Originally published 11 October 2010

Keywords: pensions, update, RAA, pensions regulator, Equitable Life, policyholders

Regulated Apportionment Arrangements

Summary. The Pensions Regulator (the Regulator) has issued a statement on regulated apportionment arrangements (RAA) and employer insolvency (the statement).

Background. A section 75 debt may be triggered against employers participating in a pension scheme where the employers suffer an insolvency event (section 75, Pensions Act 1995). Unless an alternative arrangement recognised by legislation is agreed, the amount of the section 75 debt is a prescribed share of the scheme's buy-out deficit. The insolvency event of the employers may also trigger an assessment period (assessment period) for the purposes of the Pension Protection Fund (PPF).

An RAA may only apply where an assessment period commences or is reasonably likely to commence in the next 12 months. Under the RAA, the amount of the section 75 debt payable by an employer can be reduced or increased with a corresponding increase or reduction for other employers. An RAA requires the approval of the Regulator, and the Board of the PPF must not object to it.

Facts. The statement's key points are that:

  • An RAA will be rare. The Regulator's decision is highly u nlikely to have an impact on the level of members' benefits.
  • Where there is a serious risk of insolvency, employers, trustees and advisers should engage in discussions at an early stage. Trustees and advisers should consider alternatives to an RAA and whether insolvency is inevitable. The independent financial advice the trustees receive will be fundamental.
  • Engagement with the Regulator should also happen at an early stage. An application to the Regulator for an RAA must be accompanied by a clearance application.
  • The Regulator may take some time to carry out its due diligence to assess whether an RAA is appropriate and will work closely with the PPF. The Regulator will consider: whether insolvency of the employer would otherwise be inevitable without the RAA; whether the scheme might receive more from an insolvency than it would from the PPF; whether a better result might be obtained through the use of the Regulator's powers; the position of the rest of the employer's group; and the outcome of the proposals for other creditors.
  • The Regulator will first decide whether an RAA might be appropriate and reasonable, and then whether the proposed level of mitigation is appropriate. An approval notice cannot be issued until 28 days after the Regulator determines to approve an RAA.

Comment.

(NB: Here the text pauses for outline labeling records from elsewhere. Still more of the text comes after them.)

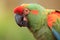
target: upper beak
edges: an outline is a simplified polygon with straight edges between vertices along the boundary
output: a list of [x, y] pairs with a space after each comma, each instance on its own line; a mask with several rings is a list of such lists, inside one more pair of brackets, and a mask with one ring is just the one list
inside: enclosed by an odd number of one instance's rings
[[22, 15], [19, 15], [19, 14], [16, 14], [15, 15], [15, 20], [16, 20], [16, 23], [20, 26], [20, 27], [27, 27], [28, 26], [28, 22], [27, 22], [27, 19], [26, 17], [23, 17]]

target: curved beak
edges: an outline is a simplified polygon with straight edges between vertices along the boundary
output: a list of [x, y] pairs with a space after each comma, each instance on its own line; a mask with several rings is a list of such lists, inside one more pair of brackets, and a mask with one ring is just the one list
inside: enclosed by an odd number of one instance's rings
[[28, 26], [28, 22], [24, 20], [24, 17], [22, 15], [16, 14], [15, 21], [20, 27]]

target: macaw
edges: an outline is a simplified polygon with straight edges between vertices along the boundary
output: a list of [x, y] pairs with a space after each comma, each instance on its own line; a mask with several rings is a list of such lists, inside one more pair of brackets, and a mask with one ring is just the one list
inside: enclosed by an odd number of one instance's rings
[[14, 8], [15, 20], [27, 27], [37, 40], [60, 40], [60, 12], [39, 4], [22, 4]]

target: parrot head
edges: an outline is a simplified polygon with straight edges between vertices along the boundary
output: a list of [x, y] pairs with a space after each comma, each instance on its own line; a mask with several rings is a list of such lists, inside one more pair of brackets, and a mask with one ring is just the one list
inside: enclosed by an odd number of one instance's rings
[[22, 4], [14, 8], [15, 21], [20, 27], [28, 26], [27, 15], [29, 14], [30, 10], [25, 7], [27, 5], [28, 4]]
[[[42, 17], [42, 13], [45, 8], [39, 4], [22, 4], [14, 8], [16, 23], [22, 26], [34, 26], [38, 24], [39, 18]], [[38, 19], [38, 20], [37, 20]]]

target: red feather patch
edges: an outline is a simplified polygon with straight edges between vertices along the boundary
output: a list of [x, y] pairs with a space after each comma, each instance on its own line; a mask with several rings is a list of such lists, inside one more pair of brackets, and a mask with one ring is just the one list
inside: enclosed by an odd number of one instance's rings
[[58, 13], [58, 12], [51, 12], [47, 17], [48, 17], [47, 18], [48, 26], [50, 28], [52, 28], [53, 23], [56, 22], [56, 19], [60, 18], [60, 13]]
[[35, 14], [35, 15], [38, 14], [38, 10], [32, 10], [31, 12], [32, 12], [32, 14]]
[[15, 14], [22, 14], [24, 7], [23, 6], [18, 6], [14, 9]]

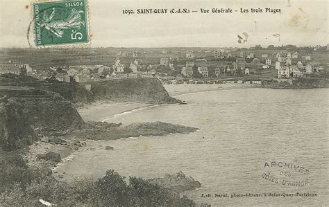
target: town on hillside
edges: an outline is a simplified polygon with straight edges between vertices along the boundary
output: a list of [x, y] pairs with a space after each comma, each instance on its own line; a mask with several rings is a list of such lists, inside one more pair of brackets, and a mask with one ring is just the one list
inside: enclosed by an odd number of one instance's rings
[[0, 74], [87, 83], [156, 78], [162, 84], [251, 83], [328, 78], [328, 46], [1, 49]]

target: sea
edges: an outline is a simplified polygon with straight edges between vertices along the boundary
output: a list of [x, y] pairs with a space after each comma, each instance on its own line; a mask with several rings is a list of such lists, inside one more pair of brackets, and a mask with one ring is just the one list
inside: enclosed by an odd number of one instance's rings
[[[326, 206], [328, 92], [252, 88], [177, 96], [187, 104], [141, 108], [106, 120], [162, 121], [197, 132], [90, 141], [99, 150], [78, 152], [60, 171], [99, 177], [114, 169], [143, 178], [182, 171], [201, 183], [183, 193], [198, 204]], [[101, 150], [105, 145], [115, 150]]]

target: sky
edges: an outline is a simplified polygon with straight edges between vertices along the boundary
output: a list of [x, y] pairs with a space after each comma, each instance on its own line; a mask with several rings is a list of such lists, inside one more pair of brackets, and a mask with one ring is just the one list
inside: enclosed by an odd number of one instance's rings
[[[42, 1], [41, 0], [36, 0]], [[31, 0], [0, 0], [0, 47], [33, 46]], [[92, 47], [250, 47], [326, 45], [328, 0], [88, 0]], [[212, 13], [212, 8], [249, 12]], [[264, 8], [281, 12], [264, 12]], [[187, 8], [198, 12], [124, 15], [122, 10]], [[201, 8], [210, 13], [201, 14]], [[262, 8], [262, 13], [251, 13]], [[247, 34], [244, 43], [237, 35]], [[33, 30], [29, 33], [33, 38]], [[246, 37], [246, 36], [245, 36]]]

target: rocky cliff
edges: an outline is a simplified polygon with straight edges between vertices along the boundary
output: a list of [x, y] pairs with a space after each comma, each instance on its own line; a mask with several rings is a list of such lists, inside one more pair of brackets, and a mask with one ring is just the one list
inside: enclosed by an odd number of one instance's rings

This is useful guidance as to where an RAA may become relevant.

Source: The Regulator: regulated apportionment arrangements and employer insolvency, 12 August 2010, http://www.thepensionsregulator.gov.uk/docs/regulated-apportionment-arrangements-statement-august-2010.pdf .

Equitable Life

Summary. Sir John Chadwick has issued his report on a compensation scheme for Equitable Life policyholders.

Background. The Equitable Life Assurance Society closed to new business in 2000, and by 2002 had reduced policy values on all with-profit policies including with-profit annuities (WPA). In 2008 the Parliamentary and Health Service Ombudsman issued a report on the prudential regulation of Equitable Life by public regulators. She made findings of ten findings of maladministration against the regulators, which led to four findings of injustice suffered by policyholders. Following this report, the Government asked Sir John Chadwick for his advice on five issues:

  1. the extent of relative losses suffered by Equitable Life policyholders;
  2. what proportion of those losses can be attributed to: (a) the maladministration accepted by the Government; and (b) the actions of Equitable Life and other parties;
  3. which classes of policyholder have suffered the greatest impact;
  4. what factors arising from this work the Government might wish to take into account when reaching a final view on determining whether disproportionate impact has been suffered; and
  5. if the accepted maladministration had not occurred, what difference would it have made to the performance of Equitable Life?

Facts. With regards to the five issues:

  1. WPA holders suffered a relative loss of 25% and all other policies a loss of 20%. Chadwick bases these figures on his contention that without the maladministration, new investments in Equitable Life would have dropped by between a sixth and a quarter.
  2. As the Government accepted the findings of maladministration, these losses could not appropriately be apportioned between Equitable and other parties.
  3. The greatest sufferers were WPA policyholders.
  4. The Government should take into account three factors. Firstly, any policyholders who suffered "real loss", by receiving less from the policy than they paid in premiums. Secondly, any ability policy holders had to mitigate the results of maladministration. WPA policyholders had the most limited ability to mitigate. Thirdly, Chadwick argues that some policyholders (such as those with guaranteed annuity rates) in fact benefited from maladministration.
  5. With no maladministration, Equitable Life would still have closed to new business in 2000. It would have declared lower bonuses at some points in the 1990s and a slightly weaker solvency position to regulators, but would have declared a better solvency position in 2000.

Comment. This report will be taken into account by the Government in developing the compensation scheme for Equitable Life policyholders.